Venti di guerra soffiano, e soffieranno, sull’attualità internazionale. Ben prima che iniziasse il conflitto russo-ucraino, l’Occidente e più specificamente l’Europa, ancor più quella mediterranea che dell’Occidente potrebbe e dovrebbe essere canale di alternativa e robusto vettore critico, si sono ritrovati silenti, manchevoli, messi in parentesi dal precipitare degli eventi. Gli Stati Uniti, tradizionalmente portatori di una forza militare egemonica, hanno stavolta e sin qui preferito giocare la partita dell’intelligence, dimostrando un importante know how strategico nel prevedere le mosse del governo di Mosca, ma una evidente fallibilità nel contrastarle sul campo.

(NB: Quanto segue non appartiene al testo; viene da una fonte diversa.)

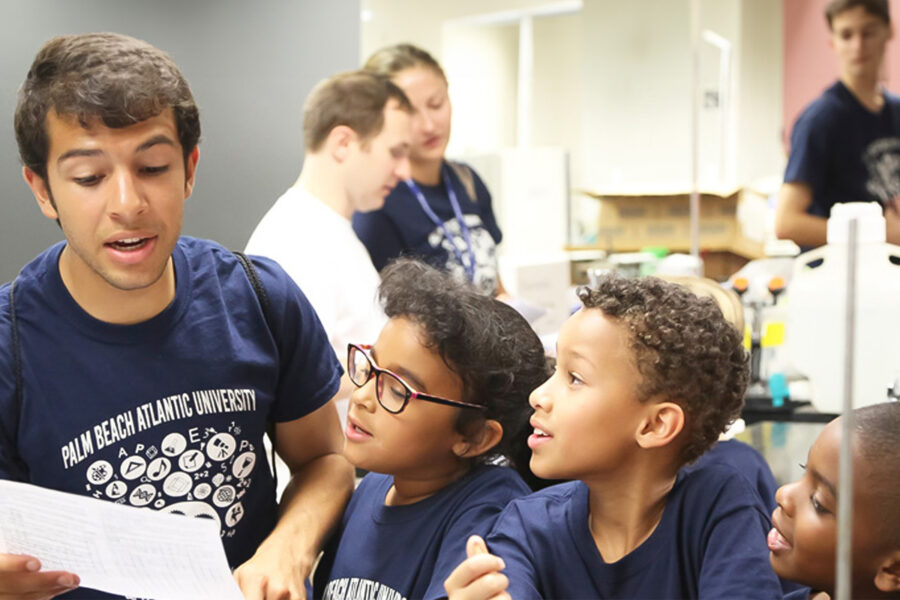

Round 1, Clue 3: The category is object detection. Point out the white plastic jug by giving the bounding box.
[786,202,900,413]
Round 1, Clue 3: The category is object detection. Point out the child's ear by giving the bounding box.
[325,125,357,163]
[453,419,503,458]
[875,550,900,592]
[635,400,684,448]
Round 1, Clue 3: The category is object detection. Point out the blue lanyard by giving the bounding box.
[404,165,475,282]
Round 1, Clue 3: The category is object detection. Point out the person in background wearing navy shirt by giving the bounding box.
[775,0,900,249]
[0,33,353,600]
[315,258,547,600]
[445,276,782,600]
[353,44,505,296]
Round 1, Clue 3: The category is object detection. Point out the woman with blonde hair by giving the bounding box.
[353,44,505,296]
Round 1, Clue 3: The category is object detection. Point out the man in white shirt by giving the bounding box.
[246,71,412,418]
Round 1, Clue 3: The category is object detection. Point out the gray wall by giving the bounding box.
[0,0,359,282]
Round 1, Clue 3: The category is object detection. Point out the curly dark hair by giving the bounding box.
[14,33,200,181]
[578,275,749,464]
[825,0,891,29]
[853,402,900,548]
[379,258,550,488]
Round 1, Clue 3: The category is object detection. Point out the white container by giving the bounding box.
[786,203,900,413]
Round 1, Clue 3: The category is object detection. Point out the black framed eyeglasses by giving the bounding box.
[347,344,487,414]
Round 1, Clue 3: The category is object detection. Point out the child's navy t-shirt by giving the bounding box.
[315,466,531,600]
[487,464,782,600]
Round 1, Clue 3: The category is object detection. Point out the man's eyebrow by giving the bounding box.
[56,133,175,164]
[56,148,102,164]
[137,133,175,152]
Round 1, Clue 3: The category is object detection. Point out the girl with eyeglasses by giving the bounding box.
[314,259,549,599]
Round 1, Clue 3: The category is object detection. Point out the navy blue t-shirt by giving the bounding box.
[487,464,782,600]
[0,237,342,598]
[694,440,778,514]
[315,466,531,600]
[353,162,503,294]
[784,81,900,218]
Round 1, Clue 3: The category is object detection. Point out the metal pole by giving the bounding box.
[690,0,700,256]
[834,218,859,600]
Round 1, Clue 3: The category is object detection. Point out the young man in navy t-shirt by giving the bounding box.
[775,0,900,248]
[445,277,782,600]
[0,34,352,598]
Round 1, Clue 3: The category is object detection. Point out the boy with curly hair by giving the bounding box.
[445,277,782,600]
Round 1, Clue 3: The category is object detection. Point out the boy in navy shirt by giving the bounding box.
[445,277,782,600]
[775,0,900,248]
[768,402,900,598]
[0,33,352,599]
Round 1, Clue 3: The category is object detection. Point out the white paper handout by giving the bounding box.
[0,481,243,600]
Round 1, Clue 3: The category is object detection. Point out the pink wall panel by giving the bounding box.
[782,0,900,147]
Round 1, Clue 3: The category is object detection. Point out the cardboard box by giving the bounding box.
[584,189,743,252]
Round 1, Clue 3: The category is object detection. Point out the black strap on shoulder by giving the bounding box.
[233,251,278,490]
[447,160,478,204]
[6,277,28,481]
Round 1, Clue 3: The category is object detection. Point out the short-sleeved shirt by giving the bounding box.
[694,440,778,513]
[487,464,782,600]
[246,186,387,359]
[353,162,503,294]
[0,237,341,598]
[784,81,900,218]
[315,466,530,600]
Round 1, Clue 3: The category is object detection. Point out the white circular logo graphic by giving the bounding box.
[194,483,212,500]
[213,485,236,508]
[163,472,194,498]
[106,481,128,500]
[147,456,172,481]
[225,502,244,527]
[160,433,187,456]
[178,450,205,473]
[206,433,237,462]
[231,452,256,479]
[128,483,156,506]
[119,456,147,481]
[87,460,113,485]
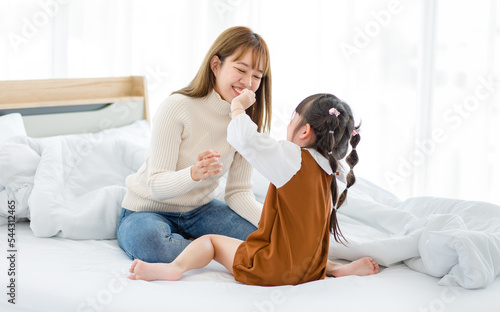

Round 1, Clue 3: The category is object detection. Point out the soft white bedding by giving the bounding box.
[330,179,500,289]
[0,114,500,311]
[0,223,500,312]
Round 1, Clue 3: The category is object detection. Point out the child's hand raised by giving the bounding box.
[231,89,255,110]
[191,150,222,181]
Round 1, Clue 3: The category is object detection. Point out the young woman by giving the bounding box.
[117,27,271,263]
[129,90,379,286]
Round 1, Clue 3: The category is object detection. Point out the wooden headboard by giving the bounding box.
[0,76,149,137]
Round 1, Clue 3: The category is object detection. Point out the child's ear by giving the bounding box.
[299,124,316,143]
[210,55,221,77]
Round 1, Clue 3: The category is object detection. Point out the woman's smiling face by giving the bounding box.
[210,51,263,103]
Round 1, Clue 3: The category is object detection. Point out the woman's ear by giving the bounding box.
[210,55,221,77]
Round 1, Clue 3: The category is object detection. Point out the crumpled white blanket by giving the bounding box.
[0,120,150,239]
[0,121,500,288]
[330,179,500,289]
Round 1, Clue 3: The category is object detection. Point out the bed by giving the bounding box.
[0,77,500,312]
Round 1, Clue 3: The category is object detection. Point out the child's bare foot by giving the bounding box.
[326,257,380,277]
[128,259,184,281]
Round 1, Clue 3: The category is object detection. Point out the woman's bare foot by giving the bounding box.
[326,257,380,277]
[128,259,184,281]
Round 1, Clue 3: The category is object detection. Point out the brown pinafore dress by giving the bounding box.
[233,149,333,286]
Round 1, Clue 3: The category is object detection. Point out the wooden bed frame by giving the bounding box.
[0,76,149,137]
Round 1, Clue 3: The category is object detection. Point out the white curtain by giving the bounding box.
[0,0,500,204]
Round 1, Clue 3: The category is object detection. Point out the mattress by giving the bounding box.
[0,97,500,312]
[0,222,500,312]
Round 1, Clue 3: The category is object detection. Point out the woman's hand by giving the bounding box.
[231,89,255,118]
[191,150,222,181]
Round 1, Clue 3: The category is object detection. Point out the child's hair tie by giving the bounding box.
[328,107,340,117]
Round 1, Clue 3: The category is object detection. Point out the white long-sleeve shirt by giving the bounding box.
[122,90,262,226]
[227,114,347,194]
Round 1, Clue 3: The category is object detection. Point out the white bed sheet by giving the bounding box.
[0,222,500,312]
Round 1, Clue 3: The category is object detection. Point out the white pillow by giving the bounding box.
[0,113,26,146]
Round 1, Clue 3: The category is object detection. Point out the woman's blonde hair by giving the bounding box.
[172,26,272,132]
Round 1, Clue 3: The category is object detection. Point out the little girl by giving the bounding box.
[129,89,379,286]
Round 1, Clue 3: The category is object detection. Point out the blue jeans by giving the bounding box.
[116,200,257,263]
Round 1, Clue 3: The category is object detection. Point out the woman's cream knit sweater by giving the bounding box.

È montato un forte seppur comprensibile scetticismo globale nei confronti delle potenzialità aggreganti e ordinanti dell’alleanza atlantica; la strana posizione di osservatore in campo utilizzata dalla Cina lo testimonia plasticamente. Il governo pechinese, ancora impossibilitato a riorganizzare unilateralmente intorno a sé un nuovo imperialismo planetario, riesce però a far breccia su crescenti dinamiche multipolari. Gli Stati non allineati alle vecchie categorie negoziano volta per volta intese mutevoli, maggioranze deliberanti attendiste, transazioni di interessi geopolitici, energetici, economici, debitori. Ne ottengono così una crescente esclusione dall’applicazione in senso stretto delle norme sui diritti umani. L’Iran, la Turchia, il Brasile, l’India, la stessa Russia, più che mai interessati a questioni interne che rimodulano in senso autoritaristico la gestione del potere e il rapporto con le opposizioni, sono ormai partner il cui ruolo costringe a chiudere un occhio (e spesso due) su quanto di violento avviene pure nei loro confini.
In questo quadro esiste lo spazio per un Mediterraneo di pace che non sia vanagloriosa rivendicazione di idealità generiche e prive di contrappunti pratici? Ci troviamo in un Mediterraneo nel quale, per altro verso, la questione migratoria non è mai stata affrontata né riscrivendone le disposizioni internazionali che la (mal) regolano né utilizzando gli strumenti della cooperazione bilaterale e multilaterale. Quando lo si è fatto, come in Siria e in Libia, anche a mezzo di trattati formalmente vigenti, i risultati sono stati vie più disastrosi. Non si può al mattino lottare per le libertà fondamentali e la sera tollerare la tratta e il traffico degli esseri umani; non si può all’alba indignarsi per i nuovi ras del fondamentalismo mediorientale e al tramonto stipulare accordi coi loro epigoni politici, mantenendo disposizioni di diritto interno discriminatorie e del tutto inadeguate alla governance dell’inclusione sociale.
Per queste ragioni, siamo fermamente convinti che le questioni oggi sul piatto non possano prescindere dal riconsiderare l’attitudine del nostro spazio geografico e politico in termini di trasformazione, studio e conoscenza. Il Mediterraneo, e lo specifico apporto della storia calabrese nel delinearne un immaginario, rappresentano indiscutibilmente lo scacchiere privilegiato per impostare un nuovo discorso, coordinate di sistema.
Il Mediterraneo di pace è quello che sa istituire rapporti paritetici e solidali tra i popoli e gli Stati, anche a prescindere dalle loro organizzazioni sovra-nazionali di appartenenza e che quelle sa anzi fare incontrare, rivivendole e riformandole. È il Mediterraneo che riconosce la libertà di coscienza, pensiero e religione e la pone a fondamento non solo del dialogo cristiano-islamico, ma anche dell’esercizio e del riconoscimento dei “nuovi” diritti civili. Mediterraneo di pace significa non potersi rassegnare a che il “mare tra le terre” sia il tabellone di risiko dove si confrontano le dotazioni militari, ad esempio, di Russia e Stati Uniti, base contro base, a pochi chilometri dalle nostre coste. Non rassegnarsi a che i suoi corridoi siano carovane per merci a basso costo importate o lavorate in Africa con l’investimento attivo dei capitali finanziari dei padroni del mondo. Non fare delle sue genti perseguitati che si inseguono volta per volta lungo rotte precarie, incrociandosi sulle mappe dello sfruttamento coi latino-americani, gli asiatici dell’Estremo Oriente, gli spazi di una inedita e distruttiva sperequazione sociale. Il Mediterraneo di pace è quello che guarda con la giusta attenzione a questi fenomeni e sa trovare dentro di sé i codici per affrontarli: è un Mediterraneo che nulla ha a che fare coi nazionalismi, la propaganda degli odi razziali, il semplicismo sbrigativo di chi arringa i penultimi contro gli ultimi. Il Mediterraneo di pace nasce da qui, il Mediterraneo di pace nasce da noi.